慎也はわたしの傍にしゃがんで、熱を持つ腹部に、そっと手を添えた。おかしいね、さっきまで熱くて、痛くて、苦しかったのに、慎也が触れるだけで、穏やかになった気がするの。


「…慎也、」

「………」

「きっとね、わたしの世界は、もうすぐ終わるの」


あ、ちょっとだけ、目開いたな。驚くことでもないでしょう?刑事って、いつでも世界の終わりと背中合わせだもの。


「…すぐにギノに知らせてくる」

「待って」

「なんでだ」

「ひとりで…おわりたく、ないから…」


なんでだろ、最後の最後なのに、さっきよりも慎也の顔がぼやけて見える。


「…泣いているところを見るのは初めてだな」

「あ、…泣いてるんだ、わたし…」


未練なんてないよ、最後まで刑事でいれただけで、わたしは満足。
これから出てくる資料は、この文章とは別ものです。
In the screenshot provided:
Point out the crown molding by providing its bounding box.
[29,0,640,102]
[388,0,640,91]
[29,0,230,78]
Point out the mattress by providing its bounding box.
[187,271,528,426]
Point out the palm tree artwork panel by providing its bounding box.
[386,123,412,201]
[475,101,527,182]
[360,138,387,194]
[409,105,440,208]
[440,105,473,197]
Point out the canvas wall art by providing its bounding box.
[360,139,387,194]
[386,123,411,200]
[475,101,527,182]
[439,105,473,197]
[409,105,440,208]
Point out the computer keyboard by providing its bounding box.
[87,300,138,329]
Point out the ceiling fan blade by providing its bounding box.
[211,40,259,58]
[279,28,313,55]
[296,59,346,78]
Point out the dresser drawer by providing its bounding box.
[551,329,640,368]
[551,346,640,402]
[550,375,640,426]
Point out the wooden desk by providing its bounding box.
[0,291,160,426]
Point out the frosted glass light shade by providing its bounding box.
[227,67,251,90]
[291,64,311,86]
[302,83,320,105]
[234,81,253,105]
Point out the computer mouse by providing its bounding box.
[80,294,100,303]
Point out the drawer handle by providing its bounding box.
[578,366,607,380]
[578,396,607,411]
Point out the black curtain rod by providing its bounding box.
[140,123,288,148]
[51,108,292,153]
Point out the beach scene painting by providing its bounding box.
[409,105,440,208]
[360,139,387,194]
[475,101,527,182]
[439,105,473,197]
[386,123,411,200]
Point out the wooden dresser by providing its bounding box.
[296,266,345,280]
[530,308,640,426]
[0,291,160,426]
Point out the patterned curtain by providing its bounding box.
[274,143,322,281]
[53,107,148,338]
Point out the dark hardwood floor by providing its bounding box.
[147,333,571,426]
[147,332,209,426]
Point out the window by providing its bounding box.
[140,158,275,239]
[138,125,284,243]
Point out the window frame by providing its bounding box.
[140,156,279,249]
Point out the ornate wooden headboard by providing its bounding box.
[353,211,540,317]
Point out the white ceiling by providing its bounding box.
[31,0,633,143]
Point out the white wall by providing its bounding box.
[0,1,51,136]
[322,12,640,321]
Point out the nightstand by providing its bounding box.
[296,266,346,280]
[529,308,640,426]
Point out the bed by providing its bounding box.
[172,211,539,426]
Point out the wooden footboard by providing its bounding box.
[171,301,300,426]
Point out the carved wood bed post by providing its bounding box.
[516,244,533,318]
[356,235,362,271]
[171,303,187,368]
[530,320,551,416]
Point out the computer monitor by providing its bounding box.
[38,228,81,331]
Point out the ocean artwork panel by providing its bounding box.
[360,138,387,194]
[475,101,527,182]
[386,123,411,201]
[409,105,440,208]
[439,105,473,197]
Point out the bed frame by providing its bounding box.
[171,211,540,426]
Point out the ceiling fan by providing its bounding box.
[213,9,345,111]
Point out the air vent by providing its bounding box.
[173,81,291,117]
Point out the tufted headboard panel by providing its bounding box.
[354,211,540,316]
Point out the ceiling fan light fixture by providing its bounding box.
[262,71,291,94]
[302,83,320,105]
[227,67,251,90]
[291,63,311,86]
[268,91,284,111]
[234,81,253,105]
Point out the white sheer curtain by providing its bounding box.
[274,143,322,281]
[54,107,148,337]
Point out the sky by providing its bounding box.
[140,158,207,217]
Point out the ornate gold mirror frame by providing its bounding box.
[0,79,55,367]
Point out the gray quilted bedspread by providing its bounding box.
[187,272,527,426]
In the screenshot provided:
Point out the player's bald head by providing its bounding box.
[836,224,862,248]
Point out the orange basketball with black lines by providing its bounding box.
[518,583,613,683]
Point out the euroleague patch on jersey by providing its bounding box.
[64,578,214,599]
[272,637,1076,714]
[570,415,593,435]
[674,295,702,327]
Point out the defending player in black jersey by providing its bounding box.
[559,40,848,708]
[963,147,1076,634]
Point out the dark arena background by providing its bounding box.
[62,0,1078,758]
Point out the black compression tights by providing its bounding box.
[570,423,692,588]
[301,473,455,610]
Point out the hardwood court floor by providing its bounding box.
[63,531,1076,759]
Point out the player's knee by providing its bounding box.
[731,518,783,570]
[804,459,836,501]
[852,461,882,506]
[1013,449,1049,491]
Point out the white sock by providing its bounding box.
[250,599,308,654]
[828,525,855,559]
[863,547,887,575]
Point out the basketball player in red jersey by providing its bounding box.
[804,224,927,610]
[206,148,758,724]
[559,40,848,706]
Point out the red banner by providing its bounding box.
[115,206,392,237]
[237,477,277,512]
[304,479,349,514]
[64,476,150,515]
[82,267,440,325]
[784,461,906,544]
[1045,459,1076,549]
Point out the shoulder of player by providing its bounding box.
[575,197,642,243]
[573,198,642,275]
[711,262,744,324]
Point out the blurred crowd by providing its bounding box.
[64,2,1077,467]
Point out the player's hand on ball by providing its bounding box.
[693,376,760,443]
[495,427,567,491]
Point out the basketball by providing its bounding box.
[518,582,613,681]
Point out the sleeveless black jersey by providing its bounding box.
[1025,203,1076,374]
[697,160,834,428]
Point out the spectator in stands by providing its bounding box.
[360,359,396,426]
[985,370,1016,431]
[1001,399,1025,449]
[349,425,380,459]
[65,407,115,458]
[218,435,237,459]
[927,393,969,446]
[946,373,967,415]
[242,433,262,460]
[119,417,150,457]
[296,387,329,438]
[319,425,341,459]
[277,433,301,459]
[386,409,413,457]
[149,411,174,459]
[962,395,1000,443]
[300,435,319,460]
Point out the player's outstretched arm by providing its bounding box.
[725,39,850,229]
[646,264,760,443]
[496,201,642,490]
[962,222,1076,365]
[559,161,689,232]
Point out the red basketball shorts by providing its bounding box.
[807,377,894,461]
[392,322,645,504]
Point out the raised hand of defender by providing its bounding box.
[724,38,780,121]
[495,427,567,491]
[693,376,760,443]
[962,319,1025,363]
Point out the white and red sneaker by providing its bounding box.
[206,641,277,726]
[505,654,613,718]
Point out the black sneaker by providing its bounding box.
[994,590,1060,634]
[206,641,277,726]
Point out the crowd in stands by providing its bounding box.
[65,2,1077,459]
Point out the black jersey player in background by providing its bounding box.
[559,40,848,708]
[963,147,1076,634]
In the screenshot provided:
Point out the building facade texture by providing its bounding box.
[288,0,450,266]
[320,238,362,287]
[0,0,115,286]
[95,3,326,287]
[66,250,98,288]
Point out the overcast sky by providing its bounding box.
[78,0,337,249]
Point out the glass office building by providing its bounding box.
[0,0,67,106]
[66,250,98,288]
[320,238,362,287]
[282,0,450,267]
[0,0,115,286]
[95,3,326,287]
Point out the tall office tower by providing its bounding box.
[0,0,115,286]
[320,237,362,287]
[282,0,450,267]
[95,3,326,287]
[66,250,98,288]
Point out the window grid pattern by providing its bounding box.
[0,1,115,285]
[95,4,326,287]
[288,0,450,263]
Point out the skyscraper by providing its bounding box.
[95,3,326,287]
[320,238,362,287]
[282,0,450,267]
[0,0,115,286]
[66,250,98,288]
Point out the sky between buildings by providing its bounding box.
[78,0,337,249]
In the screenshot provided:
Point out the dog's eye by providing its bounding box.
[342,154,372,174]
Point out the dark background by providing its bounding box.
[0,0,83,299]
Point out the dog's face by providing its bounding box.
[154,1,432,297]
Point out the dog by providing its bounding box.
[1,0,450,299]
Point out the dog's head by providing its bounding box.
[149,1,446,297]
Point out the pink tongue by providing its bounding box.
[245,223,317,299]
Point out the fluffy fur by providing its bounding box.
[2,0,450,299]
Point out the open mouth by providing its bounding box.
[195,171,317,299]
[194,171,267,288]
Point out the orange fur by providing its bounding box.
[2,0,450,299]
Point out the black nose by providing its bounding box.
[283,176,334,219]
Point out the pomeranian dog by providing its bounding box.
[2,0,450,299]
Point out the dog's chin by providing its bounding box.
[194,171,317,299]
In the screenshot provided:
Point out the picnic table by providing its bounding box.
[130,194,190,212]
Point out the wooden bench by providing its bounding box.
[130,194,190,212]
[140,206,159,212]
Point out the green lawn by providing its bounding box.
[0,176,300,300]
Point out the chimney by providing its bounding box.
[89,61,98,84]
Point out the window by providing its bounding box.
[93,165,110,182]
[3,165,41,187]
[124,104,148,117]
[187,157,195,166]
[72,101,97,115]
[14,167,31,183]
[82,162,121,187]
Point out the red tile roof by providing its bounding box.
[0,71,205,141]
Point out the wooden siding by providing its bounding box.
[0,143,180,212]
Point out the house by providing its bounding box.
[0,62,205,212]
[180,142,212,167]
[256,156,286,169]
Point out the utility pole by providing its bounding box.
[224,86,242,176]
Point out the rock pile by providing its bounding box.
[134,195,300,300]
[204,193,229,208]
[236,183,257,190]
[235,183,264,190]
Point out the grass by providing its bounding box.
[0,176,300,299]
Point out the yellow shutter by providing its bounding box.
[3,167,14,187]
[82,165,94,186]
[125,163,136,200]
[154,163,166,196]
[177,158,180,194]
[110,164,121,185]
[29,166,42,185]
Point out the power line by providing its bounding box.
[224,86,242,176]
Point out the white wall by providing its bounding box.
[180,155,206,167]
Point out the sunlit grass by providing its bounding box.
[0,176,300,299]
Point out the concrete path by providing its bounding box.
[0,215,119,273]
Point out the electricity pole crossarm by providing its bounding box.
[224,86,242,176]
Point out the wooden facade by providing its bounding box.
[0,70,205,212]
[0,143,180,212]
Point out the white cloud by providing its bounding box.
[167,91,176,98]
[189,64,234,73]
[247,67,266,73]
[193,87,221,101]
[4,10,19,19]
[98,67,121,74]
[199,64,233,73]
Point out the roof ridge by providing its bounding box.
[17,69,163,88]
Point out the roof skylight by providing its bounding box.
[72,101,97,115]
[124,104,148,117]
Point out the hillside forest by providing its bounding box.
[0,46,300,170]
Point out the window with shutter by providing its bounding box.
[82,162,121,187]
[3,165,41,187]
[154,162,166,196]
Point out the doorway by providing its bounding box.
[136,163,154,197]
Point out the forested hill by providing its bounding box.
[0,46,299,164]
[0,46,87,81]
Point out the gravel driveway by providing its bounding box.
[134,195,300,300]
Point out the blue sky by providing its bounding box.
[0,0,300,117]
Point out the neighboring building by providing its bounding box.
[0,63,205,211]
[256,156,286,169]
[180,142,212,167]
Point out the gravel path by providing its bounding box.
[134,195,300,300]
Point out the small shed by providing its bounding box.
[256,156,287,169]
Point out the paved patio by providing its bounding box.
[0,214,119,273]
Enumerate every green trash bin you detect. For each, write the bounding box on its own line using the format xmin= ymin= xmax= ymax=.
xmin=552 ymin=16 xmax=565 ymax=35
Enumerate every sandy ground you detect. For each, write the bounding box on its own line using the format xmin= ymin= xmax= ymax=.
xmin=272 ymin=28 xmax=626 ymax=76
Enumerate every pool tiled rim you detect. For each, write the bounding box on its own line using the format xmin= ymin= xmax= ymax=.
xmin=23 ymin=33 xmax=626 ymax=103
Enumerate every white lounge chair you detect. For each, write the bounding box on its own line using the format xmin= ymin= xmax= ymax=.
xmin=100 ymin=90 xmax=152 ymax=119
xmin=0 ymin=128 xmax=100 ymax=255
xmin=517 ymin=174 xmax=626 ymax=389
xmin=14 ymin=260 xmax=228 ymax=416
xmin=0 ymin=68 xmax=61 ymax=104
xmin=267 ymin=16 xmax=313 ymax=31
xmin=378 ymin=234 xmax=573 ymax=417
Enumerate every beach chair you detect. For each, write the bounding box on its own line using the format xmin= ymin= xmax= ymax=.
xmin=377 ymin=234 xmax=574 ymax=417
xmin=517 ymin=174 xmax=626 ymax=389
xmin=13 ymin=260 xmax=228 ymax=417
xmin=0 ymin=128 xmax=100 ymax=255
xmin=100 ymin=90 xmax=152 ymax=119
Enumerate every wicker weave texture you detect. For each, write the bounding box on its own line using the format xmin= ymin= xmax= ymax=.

これが走馬灯とかいうやつなのかな。昔の記憶がよみがえってくる。最近の記憶なんて、慎也ばっかりだ。
力の入らない腕を動かして、そっと、慎也の手のひらに重ねた。


「…ねぇ、」

「なんだ」

「わたしを、慎也の世界から、消さないでね」


慎也が、少しだけ、笑った気がした。